11 thoughts to “Ten Years!”

  1. Well done GSP, it’s quite a milestone and 10 years can really fly by. Glad to hear you’re enjoying life and still crushing the returns!

    1. Thanks! Well struggling quite a bit recently hoping to make another return to crushing it 🙂

  2. Congrats! Easily one of my favorite blogs from the last decade (… well 12 years). Time flies! Grateful that I got to meet the author in person this past year (one of the nicer people you’ll ever meet).

  3. I enjoy reading your post for number of years and your prompts with detailed comments by Claude will be very useful

  4. Nice! Thanks for sharing. I think you really achieved a lot.
    I also think your idea with short pitches using Claude is good.
    Btw., I was not fully aware of the hang seng long term performance.
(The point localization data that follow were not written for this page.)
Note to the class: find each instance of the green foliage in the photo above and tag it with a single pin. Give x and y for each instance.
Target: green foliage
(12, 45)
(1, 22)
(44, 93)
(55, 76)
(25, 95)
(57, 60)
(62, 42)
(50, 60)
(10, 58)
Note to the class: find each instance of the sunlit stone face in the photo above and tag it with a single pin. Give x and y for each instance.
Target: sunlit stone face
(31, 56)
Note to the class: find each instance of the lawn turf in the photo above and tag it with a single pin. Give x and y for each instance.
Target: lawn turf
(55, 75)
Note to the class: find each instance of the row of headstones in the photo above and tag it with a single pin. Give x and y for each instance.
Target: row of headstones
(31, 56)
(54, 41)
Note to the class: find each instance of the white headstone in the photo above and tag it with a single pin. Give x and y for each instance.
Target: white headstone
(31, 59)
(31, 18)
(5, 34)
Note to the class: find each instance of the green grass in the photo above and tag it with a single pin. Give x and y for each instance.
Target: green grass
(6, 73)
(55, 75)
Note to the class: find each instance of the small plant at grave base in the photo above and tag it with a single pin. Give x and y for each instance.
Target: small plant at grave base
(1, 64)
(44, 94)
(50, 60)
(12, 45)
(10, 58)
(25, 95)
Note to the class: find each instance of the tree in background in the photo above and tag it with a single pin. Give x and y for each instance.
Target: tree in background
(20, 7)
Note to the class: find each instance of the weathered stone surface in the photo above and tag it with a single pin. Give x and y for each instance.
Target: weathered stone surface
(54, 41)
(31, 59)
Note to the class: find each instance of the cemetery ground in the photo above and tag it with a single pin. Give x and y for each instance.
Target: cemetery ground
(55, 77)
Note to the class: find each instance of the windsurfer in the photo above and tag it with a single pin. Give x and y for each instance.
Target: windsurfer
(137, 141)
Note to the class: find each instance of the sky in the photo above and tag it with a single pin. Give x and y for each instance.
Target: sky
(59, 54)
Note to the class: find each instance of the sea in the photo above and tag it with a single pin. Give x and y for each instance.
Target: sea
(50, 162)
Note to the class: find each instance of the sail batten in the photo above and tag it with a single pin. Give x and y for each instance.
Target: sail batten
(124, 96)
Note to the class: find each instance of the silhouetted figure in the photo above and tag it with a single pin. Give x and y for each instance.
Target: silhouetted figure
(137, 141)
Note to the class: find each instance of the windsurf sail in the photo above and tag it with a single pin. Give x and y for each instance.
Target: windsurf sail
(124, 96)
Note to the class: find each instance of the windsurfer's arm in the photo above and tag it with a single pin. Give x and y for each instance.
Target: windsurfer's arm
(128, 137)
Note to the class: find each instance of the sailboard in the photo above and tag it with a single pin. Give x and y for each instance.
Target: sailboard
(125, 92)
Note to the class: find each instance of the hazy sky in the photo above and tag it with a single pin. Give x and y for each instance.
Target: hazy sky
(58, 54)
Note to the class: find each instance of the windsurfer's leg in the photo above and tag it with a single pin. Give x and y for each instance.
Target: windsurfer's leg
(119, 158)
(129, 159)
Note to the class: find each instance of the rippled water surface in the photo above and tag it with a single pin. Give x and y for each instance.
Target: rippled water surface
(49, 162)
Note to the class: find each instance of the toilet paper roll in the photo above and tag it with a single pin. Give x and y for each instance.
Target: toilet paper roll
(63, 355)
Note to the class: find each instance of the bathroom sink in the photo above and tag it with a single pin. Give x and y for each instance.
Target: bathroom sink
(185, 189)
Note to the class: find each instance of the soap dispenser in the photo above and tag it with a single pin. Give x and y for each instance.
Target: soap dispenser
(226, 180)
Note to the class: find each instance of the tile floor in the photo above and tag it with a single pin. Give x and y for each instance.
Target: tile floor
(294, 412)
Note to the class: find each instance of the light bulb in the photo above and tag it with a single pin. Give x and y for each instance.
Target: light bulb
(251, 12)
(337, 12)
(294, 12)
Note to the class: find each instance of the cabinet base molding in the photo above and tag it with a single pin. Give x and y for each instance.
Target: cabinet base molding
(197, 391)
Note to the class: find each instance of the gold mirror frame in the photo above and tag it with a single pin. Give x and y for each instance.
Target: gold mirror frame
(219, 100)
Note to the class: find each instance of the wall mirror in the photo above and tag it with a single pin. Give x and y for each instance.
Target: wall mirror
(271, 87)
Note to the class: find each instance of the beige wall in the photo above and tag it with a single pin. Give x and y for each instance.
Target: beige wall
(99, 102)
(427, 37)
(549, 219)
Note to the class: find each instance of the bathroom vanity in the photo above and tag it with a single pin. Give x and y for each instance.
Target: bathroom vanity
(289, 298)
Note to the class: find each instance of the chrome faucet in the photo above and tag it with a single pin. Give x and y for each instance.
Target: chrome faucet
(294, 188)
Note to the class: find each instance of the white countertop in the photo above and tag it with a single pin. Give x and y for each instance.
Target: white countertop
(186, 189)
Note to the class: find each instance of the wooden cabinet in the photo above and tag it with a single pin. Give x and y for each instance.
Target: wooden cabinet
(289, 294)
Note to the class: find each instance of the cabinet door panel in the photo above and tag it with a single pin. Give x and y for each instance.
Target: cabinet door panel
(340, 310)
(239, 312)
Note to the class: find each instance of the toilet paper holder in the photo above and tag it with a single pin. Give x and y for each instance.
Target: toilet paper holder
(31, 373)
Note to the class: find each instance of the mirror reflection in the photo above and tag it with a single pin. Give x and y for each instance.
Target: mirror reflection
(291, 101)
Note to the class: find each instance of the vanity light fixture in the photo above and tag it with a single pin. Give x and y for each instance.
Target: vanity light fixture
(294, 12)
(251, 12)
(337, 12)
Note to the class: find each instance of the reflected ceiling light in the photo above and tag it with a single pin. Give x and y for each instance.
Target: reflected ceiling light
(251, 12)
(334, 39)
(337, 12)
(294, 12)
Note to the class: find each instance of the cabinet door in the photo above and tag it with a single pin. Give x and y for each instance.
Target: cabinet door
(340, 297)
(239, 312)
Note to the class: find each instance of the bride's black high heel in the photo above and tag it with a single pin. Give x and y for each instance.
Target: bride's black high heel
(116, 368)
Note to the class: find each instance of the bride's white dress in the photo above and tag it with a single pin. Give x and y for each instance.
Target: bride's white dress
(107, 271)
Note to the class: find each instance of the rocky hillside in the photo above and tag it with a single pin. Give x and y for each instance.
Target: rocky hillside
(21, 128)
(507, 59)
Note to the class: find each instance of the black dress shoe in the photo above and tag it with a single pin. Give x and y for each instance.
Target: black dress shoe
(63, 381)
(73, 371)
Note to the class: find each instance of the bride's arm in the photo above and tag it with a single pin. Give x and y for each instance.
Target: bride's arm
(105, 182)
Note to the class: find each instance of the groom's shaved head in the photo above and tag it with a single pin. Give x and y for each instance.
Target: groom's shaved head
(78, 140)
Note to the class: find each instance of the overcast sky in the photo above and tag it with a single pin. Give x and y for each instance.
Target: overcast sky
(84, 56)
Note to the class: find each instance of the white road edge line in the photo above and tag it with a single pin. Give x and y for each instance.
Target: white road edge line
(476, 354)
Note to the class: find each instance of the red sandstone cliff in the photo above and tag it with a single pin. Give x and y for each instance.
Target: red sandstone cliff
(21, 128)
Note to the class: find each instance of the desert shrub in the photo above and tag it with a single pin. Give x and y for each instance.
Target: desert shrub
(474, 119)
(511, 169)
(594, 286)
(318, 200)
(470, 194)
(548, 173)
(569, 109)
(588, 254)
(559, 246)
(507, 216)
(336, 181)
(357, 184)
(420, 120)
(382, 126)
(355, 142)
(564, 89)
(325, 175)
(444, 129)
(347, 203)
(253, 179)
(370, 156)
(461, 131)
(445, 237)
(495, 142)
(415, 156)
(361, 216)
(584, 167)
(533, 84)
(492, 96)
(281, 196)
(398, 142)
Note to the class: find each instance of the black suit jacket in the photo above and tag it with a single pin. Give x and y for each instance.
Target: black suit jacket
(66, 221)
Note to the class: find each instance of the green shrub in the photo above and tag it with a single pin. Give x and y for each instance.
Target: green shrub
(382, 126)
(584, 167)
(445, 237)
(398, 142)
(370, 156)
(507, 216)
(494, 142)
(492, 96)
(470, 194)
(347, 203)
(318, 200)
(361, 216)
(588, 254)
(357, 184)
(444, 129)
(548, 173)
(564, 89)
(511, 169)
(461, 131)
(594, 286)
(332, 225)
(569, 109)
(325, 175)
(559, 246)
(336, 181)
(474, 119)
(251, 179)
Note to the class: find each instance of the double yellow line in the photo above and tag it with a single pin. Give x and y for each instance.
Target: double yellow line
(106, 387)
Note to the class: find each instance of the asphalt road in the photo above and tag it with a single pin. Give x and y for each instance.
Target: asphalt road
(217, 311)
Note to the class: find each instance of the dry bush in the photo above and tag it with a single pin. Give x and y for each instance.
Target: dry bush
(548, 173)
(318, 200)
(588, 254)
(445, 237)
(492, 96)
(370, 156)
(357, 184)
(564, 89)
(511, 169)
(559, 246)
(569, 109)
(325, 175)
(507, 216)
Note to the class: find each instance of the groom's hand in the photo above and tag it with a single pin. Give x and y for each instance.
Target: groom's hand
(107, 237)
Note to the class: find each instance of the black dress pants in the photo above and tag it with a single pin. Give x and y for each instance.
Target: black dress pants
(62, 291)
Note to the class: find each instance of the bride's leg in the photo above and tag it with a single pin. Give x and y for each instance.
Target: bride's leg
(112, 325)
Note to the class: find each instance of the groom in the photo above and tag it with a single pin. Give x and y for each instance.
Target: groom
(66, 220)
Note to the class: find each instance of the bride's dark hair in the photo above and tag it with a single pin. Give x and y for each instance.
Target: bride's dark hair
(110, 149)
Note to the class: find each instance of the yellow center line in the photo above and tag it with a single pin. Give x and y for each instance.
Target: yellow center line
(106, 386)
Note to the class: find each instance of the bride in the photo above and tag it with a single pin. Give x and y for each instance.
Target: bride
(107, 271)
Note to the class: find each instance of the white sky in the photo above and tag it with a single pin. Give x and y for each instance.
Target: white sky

Do you think it will change going forward ? It kind of have to or? Question is if it can beat MSCI world?

    1. Ok let me try one pitch with Claude support and see if you guys like it. Im struggling with the format but will try to make it good/worth reading. Yes this is a big topic in itself; why has China become so rich and powerful but shareholders got nothing? Big topic but its a mix of factors such as worse corporate governance and shareholder friendly management, more significant competition in the Chinese market, lower valuation and that China has gone through a long recession with a housing market crash whereas the western world hasnt. So some of these factors could reverse other factors are leas likely to improve, so for sure Hang Seng could outperform for the next 5 years or so, but that it structurally starts to outperform for the coming 30 years then bigger stuff need to change than just a cyclical up/downturn

  5. As usual – a full and honest appraisal. Your Swedish employer lost a great analyst!
    Life of course may get in the way but it would be marvellous if you found the time to continue your blog.

  6. “people don’t have the attention span to really remember who wrote what (I’m the same). So you become for them, the guy that pitched the stock they remember. For me a few stock pitches stand out for which I have been closely linked to: Greatview Aseptic, Dream International and above all else Modern Dental Group.” This is probably very true! Will be Interesting if i will be attached to any stock names for some pitch of mine.

    The Overall big lessons here for me are:
    1) One big Marco decision is probably more important than a few Micro ones (Nasdaq >> many other Indices).
    2) There is much more to life than a few %pts of outperformance. One must enjoy it, otherwiese one should not spend (that!) much time on it. And one should at least be decent! BUt still, there are more important Things:
    3) Life, People we love (to spend our limited time with), and a place where one wants to live (HK is a great place!)

    A review of mine wich I seldomly do within a year that i will probably finish soon while being on the Train to Frankfurt will have some similar lessons…

    1. Your first point is something I should have mentioned. Clearly my investing strategy is contrarian meaning I will rarely be holding what the global
      fund flows are flowing into, and if they are Im usually on my way to leave. This means I will rarely investing in the market with strongest equity performance, also something to think about. Maybe I should stay longer or when I identify a new trend rush against it before everyone else does. It’s not really in my nature though. Also fully agree it is about enjoying the journey, sometimes easy to forget. Thanks for all the support over the years!